Blue Snowball Mic
This is the most affordable high-quality mic I’ve been able to find. It’s portable and durable (I’ve dropped it on the carpet a few times and it hasn’t died). My one quibble with it is that the audio tends to be very soft but clear. I usually adjust for that in post-production.
Blue Snowballs are typically sold for $30-40 used or refurbished, and $50+ new. If you’re going to buy one the former way, make sure it comes with an active warranty. I bought my first Snowball this way, refurbished, and it didn’t work. I called Blue Snowball for some tech support, and they were very nice about it. Stuff happened, and I ended up having to pay full price for a new one due to a miscommunication, but the story ends well – I have a working, great quality mic.
Pop Filter
Pop filters, as the name suggests, filter out all the popping and whooshing sounds you automatically make when speaking with consonants like P (for pop), T, S, F, etc.
You can buy these at a variety of prices online, but the easiest and cheapest way to get one is to make one yourself.
I followed C-Threep’s tutorial, which involves getting a wire hanger and putting a nylon stocking or section cut out of a pantyhose over it.
Sound booth / sound-proof area / area with minimal background noise
Have you ever seen Markiplier’s videos? The walls behind him are covered with these neat, textured foam pieces. This keeps his “professional screams” contained in his room and the anger of his neighbors contained in theirs, and directed at other things. You can do the same thing by lining the walls of your space with soft fabrics, blankets, carpets, or (my personal favorite) mattress foam.
But if you’re going to record in your living room, that’s going to take a lot of material.
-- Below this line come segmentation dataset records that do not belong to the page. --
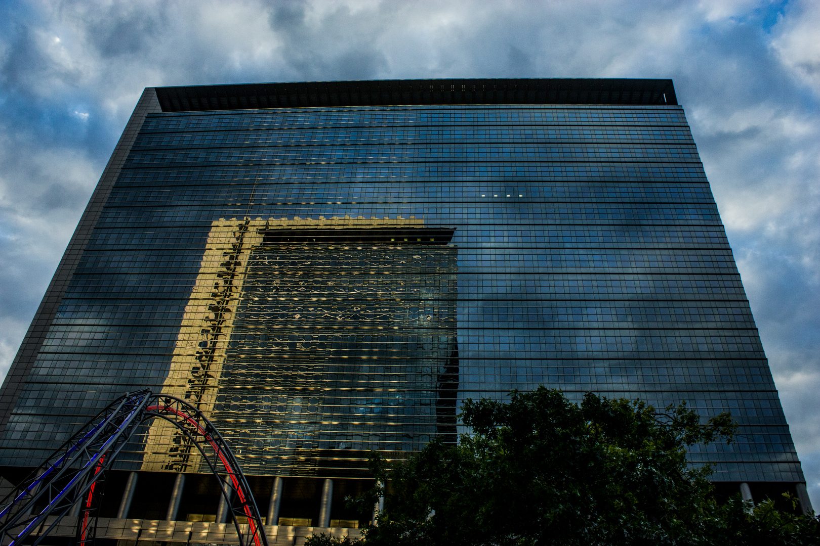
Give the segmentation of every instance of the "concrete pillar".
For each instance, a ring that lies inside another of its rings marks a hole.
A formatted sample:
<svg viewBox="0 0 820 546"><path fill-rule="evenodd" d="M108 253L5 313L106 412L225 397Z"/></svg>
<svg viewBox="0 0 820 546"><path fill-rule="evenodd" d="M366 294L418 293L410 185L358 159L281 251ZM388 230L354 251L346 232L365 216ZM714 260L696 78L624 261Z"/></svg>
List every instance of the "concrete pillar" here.
<svg viewBox="0 0 820 546"><path fill-rule="evenodd" d="M740 497L743 500L748 500L750 503L754 502L754 499L752 499L752 490L749 489L749 484L745 481L740 483Z"/></svg>
<svg viewBox="0 0 820 546"><path fill-rule="evenodd" d="M234 493L234 490L229 485L230 483L230 476L226 476L222 480L222 483L220 484L226 494L220 494L219 496L219 508L216 509L216 523L225 523L228 519L228 512L230 510L230 507L228 505L228 499L231 498ZM226 499L226 495L227 495L228 499Z"/></svg>
<svg viewBox="0 0 820 546"><path fill-rule="evenodd" d="M134 500L134 491L137 489L137 478L139 474L132 472L128 475L128 481L125 482L125 490L122 493L122 500L120 501L120 509L116 511L116 517L120 519L128 517L128 511L131 509L131 501Z"/></svg>
<svg viewBox="0 0 820 546"><path fill-rule="evenodd" d="M171 493L171 500L168 501L168 513L166 520L169 521L176 521L176 512L180 511L180 501L182 500L182 490L185 488L185 475L180 472L174 481L174 490Z"/></svg>
<svg viewBox="0 0 820 546"><path fill-rule="evenodd" d="M805 484L797 484L797 500L800 502L800 510L803 511L803 513L809 516L814 513L812 500L809 498L809 491L806 490Z"/></svg>
<svg viewBox="0 0 820 546"><path fill-rule="evenodd" d="M330 503L333 502L333 480L325 479L321 488L321 505L319 507L318 527L330 526Z"/></svg>
<svg viewBox="0 0 820 546"><path fill-rule="evenodd" d="M273 489L271 490L271 499L267 503L267 519L269 526L279 525L279 507L282 504L282 487L285 480L277 476L273 479Z"/></svg>

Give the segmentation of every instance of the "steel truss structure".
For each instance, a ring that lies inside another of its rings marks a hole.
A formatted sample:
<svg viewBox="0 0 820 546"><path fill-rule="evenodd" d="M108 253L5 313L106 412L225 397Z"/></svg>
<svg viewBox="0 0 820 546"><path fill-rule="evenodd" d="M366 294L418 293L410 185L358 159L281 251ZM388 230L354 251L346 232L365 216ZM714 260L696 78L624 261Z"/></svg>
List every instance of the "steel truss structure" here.
<svg viewBox="0 0 820 546"><path fill-rule="evenodd" d="M149 389L114 400L0 501L0 544L16 546L37 531L33 541L26 541L37 546L63 517L78 508L77 544L92 543L101 496L98 485L138 428L157 418L175 426L189 444L196 446L220 483L225 484L221 493L239 546L267 546L248 481L219 431L194 406ZM247 518L246 529L239 518Z"/></svg>

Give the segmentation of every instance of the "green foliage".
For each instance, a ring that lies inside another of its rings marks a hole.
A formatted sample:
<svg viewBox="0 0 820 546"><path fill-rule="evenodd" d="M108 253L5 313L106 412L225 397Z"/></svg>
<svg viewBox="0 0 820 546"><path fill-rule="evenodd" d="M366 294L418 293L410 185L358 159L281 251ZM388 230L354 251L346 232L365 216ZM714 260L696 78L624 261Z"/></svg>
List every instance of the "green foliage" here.
<svg viewBox="0 0 820 546"><path fill-rule="evenodd" d="M740 499L718 504L712 468L687 463L686 447L724 439L728 413L705 422L685 404L658 412L640 401L558 390L513 391L507 404L467 400L474 434L435 440L392 467L378 455L377 485L352 499L385 511L363 544L815 544L818 519ZM796 539L799 542L795 542ZM320 543L310 546L339 544Z"/></svg>

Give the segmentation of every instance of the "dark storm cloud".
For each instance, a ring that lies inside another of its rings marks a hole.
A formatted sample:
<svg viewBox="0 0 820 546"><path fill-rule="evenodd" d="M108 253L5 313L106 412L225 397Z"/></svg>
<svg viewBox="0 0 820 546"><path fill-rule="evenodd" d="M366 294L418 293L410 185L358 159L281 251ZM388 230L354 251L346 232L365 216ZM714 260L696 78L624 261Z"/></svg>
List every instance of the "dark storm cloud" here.
<svg viewBox="0 0 820 546"><path fill-rule="evenodd" d="M7 2L0 366L142 88L435 77L672 77L820 504L820 4Z"/></svg>

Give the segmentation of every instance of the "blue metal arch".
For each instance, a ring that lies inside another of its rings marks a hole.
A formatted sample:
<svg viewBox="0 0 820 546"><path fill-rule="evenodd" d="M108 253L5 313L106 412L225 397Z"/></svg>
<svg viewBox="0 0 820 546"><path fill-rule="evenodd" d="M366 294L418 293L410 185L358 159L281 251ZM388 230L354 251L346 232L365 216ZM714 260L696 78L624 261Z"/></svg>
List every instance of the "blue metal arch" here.
<svg viewBox="0 0 820 546"><path fill-rule="evenodd" d="M267 546L259 510L236 458L213 424L201 411L174 396L155 395L145 389L114 400L54 451L17 489L0 501L0 541L22 544L34 530L56 516L31 543L37 546L77 503L83 503L78 519L78 544L93 539L96 517L92 517L95 485L111 468L123 447L145 421L162 418L175 425L196 446L211 472L227 485L222 495L239 539L239 546ZM36 507L45 508L37 511ZM244 533L239 517L247 517Z"/></svg>

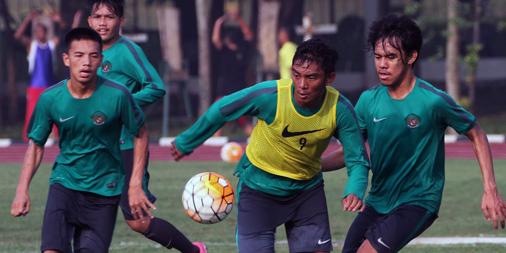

That’s why people use small sound booths, about the size of a phone booth, with enough room to stand in and record without much outside noise coming in, or inside noises bouncing around and sounding terrible. But sound booths can be pretty expensive to build.
Early on, I started using a homemade, miniature sound booth, made from a plastic bin that I lined with egg crate mattress foam. Like this, except it cost practically nothing because I already had foam and a plastic bin on hand.
In theory, this sound booth is portable (you can still use it as a bin to carry your other recording equipment around) but it can be a little unwieldy depending on how big a bin you used. If I were to do mine over, I’d use a slightly smaller bin.
At the very least, try to find a quiet space in your house or dwellingplace where your mic can’t pic up loud ambient noises, like children playing or chirping birds or children fighting or motorcycles zooming by, or the man next door playing video games, or children screaming, or angry zoo animals getting loose, or children…. I can tell you, locking yourself in your study room with the windows shut can get pretty stuffy and unpleasant in the summer.